The Iron Curtain, Churchill’s speech 75 years ago



By Patrick van Schie


On March 5, 1946, Winston Churchill gave a speech  in Fulton, a city in Missouri, USA. The British war leader, Prime Minister until more than six months earlier, received an honorary doctorate from Westminster College in Fulton. He began his speech in a Churchillian way by saying that the name Westminster seemed familiar to him.

After the light-hearted opening, he turned to serious matters: the state of the world and the role for America in particular as the new world power. Among his audience was the President of the United States: Harry Truman. Two things had to be prevented, according to Churchill, to ensure security, welfare, freedom and progress for the people: war and tyranny. That war had to be prevented did not need any explanation after six years of the Second World War. Churchill mainly discussed the role of the new international organization, the United Nations. It had to be equipped with armed forces as soon as possible, and Churchill suggested starting with aircraft squadrons to be provided by member-countries. Above all, knowledge about nuclear weapons should not be shared with the UN. That knowledge was safely in the hands of the United States, but would not be if a communist or fascist regime obtained it.
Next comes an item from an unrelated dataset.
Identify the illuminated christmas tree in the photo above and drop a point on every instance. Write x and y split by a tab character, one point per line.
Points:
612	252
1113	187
                And that brought him to the most famous part of his speech: his warning against (the new) tyranny. The freedoms enjoyed by individual citizens in the West did not apply in many states. There, where one privileged party was in power, ordinary citizens were controlled by a political police. The West was unable to intervene in such countries. But the West had to uphold its own values and be aware of the possible expansionist plans of the Soviet Union.

                Part of the European continent was already under direct control of Moscow. “From Stettin in the Baltic to Triest in the Adriatic an iron curtain has descended across the Continent. Behind that line lie all the capitols of the ancient states of Central and Eastern Europe. Warsaw, Berlin, Prague, Vienna, Budapest, Belgrade, Bucharest and Sofia, all these famous cities and the populations around them lie in what I must call the Soviet sphere. ” The traditionally small communist parties in this part of Europe already exercised disproportionate power and sought totalitarian control. There was, with the exception of Czechoslovakia [only briefly; PvS], no real democracy.                Western democracies were to cooperate against tyrannical communism, uphold their own principles, and show the Russians the one thing Moscow respects: military strength.               

A week and a half after George Kennan’s “Long Telegram” sent from the US Embassy to Washington, analyzing the Soviet Union’s foreign political goals, Churchill’s open warning in Fulton contributed to a growing sense of reality. The Soviet Union, a temporary ally against Nazi Germany, posed a new threat. The communist regime oppressed its own population and those of the conquered countries. Central and Eastern Europe had not been liberated, but had been given a new occupier. The West, under the leadership of the United States and the British Commonwealth, should stand firm in defense of its own freedom. The Cold War began. It was important not to have these fought out on battlefields.